Has there been a discussion or consideration of adding a Hot Deals [you can call it something else] forum?  This would be similar to the distressed sightings forum, but it would be dedicated to all the window shoppers out there that come across potentially great deals, and those looking to buy who would welcome extra sets of eyes in their search for bargains. 

Charles


----------



## Makai Guy (Aug 7, 2007)

No, I don't think there has been such a discussion that I can recall.

The purpose/charter of tugbbs is to discuss various aspects of timesharing.  All specific forums are related to timesharing.  I don't see us starting new forums outside this charter. 

There is one general purpose forum for the discussions that don't fit into the other specific forums, TUG Lounge.  That's the place for bargain information. 

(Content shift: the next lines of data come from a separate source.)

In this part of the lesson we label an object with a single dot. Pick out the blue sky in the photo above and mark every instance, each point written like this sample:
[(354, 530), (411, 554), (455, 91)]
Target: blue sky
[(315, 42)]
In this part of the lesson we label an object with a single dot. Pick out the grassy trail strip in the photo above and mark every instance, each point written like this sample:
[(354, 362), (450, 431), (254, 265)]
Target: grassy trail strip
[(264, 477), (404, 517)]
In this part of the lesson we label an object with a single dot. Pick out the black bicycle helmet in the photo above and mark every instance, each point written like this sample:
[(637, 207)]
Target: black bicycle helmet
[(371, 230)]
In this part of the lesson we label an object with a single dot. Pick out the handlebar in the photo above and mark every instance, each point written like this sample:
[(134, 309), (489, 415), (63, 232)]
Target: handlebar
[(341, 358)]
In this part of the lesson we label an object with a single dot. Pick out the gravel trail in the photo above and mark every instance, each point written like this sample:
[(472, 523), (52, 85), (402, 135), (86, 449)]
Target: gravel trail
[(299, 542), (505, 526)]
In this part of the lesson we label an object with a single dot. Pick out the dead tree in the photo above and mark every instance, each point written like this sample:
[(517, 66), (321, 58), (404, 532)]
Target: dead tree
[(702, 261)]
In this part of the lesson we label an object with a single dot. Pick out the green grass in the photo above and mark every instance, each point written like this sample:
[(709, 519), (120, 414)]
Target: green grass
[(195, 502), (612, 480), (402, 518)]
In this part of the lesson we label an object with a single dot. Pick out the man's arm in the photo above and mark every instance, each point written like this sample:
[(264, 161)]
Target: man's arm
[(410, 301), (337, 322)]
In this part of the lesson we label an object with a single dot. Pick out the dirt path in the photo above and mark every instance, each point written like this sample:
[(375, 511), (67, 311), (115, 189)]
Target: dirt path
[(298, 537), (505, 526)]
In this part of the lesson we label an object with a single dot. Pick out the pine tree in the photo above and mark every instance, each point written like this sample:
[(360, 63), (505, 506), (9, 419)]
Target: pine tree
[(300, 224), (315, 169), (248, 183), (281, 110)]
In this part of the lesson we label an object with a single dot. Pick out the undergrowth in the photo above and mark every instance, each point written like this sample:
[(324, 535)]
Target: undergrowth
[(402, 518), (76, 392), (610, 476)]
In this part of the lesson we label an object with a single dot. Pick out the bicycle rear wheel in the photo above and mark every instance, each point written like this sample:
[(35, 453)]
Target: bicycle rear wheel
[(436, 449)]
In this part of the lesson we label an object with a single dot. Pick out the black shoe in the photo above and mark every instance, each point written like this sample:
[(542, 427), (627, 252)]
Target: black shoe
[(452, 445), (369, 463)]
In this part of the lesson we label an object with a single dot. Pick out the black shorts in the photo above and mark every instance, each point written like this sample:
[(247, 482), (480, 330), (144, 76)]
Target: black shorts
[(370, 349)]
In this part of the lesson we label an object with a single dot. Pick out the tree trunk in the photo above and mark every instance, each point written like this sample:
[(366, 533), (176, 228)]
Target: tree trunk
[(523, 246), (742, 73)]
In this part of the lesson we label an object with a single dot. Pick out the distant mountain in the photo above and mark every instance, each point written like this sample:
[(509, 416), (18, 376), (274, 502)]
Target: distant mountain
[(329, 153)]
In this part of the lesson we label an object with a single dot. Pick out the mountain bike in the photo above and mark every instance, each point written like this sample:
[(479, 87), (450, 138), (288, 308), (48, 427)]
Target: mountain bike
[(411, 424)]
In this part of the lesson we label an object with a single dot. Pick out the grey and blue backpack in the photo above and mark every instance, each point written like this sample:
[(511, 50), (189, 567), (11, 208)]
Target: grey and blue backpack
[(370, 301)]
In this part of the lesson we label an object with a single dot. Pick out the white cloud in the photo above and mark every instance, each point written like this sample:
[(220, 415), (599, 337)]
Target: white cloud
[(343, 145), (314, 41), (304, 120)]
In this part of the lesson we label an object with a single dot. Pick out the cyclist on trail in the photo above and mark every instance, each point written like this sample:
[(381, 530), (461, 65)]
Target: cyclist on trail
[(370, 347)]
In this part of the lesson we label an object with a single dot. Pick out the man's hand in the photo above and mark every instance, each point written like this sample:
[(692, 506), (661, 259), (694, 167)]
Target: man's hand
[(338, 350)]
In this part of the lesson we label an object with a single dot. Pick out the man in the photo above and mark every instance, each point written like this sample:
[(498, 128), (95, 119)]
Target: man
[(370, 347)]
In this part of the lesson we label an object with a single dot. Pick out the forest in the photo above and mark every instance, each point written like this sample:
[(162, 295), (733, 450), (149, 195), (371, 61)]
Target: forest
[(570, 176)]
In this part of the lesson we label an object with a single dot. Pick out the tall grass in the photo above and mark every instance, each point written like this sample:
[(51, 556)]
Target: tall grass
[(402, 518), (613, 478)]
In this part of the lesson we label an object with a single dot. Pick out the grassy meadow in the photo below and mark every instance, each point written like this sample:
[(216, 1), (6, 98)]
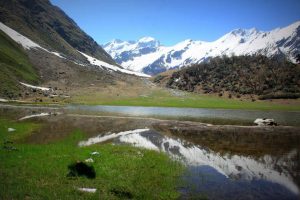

There are plenty of other existing websites for the sort of information you are talking about.


----------



## TUGBrian (Aug 7, 2007)

It would likely be abused quite quickly by those trying to get around the "no advertising" rule...

but feel free to post things you find in the lounge....it gets the most traffic here!


----------



## CMF (Aug 7, 2007)

*Ooops I need to clarify.*



Makai Guy said:


> No, I don't think there has been such a discussion that I can recall.
> 
> The purpose/charter of tugbbs is to discuss various aspects of timesharing.  All specific forums are related to timesharing.  I don't see us starting new forums outside this charter.
> 
> ...



I was specifically suggesting a forum for Hot timeshare bargains.  The only problem I see is that folks would need to be reminded that this is not the place to advertise THEIR weeks.

Charles


----------



## SOS8260456 (Aug 7, 2007)

I would be very hesitant about something like this.  While it seems like a great idea, let me tell you what I just experienced.  Recently I saw 2 great timeshare deals so I posted them to a private group that I belong to.  Of course, I mentioned that I had nothing to gain from them and of course to me on the surface they looked like great deals and I was actually considering purchasing one.  My post had actually been a "someone stop me before I buy another one".  Anyway, a person purchased the one week and has since had so many problems with the process that I just feel absolutely horrible even though I know that this is a risk we all take.

I think Tug is better off staying away from this type of thing entirely.

Just my thoughts.

Lisa


----------



## Dave M (Aug 7, 2007)

Great timeshare sale deals (e.g., on eBay) are currently (usually) posted on the Buying, Selling, Renting forum. There are definitely not enough of such postings to come close to warranting a new forum. Normally, we don't add a separate forum until there is enough volume to suggest that such a forum is necessary.

It's a good idea, Charles. However, if we added a forum for every great idea, without the historical volume to justify them, we would be overrun with forums!!


----------



## CMF (Aug 8, 2007)

*I'm OK with that.*



Dave M said:


> There are definitely not enough of such postings to come close to warranting a new forum. Normally, we don't add a separate forum until there is enough volume to suggest that such a forum is necessary.




I would hate to have something that I proposed enacted that would later die on the vine.


Charles


----------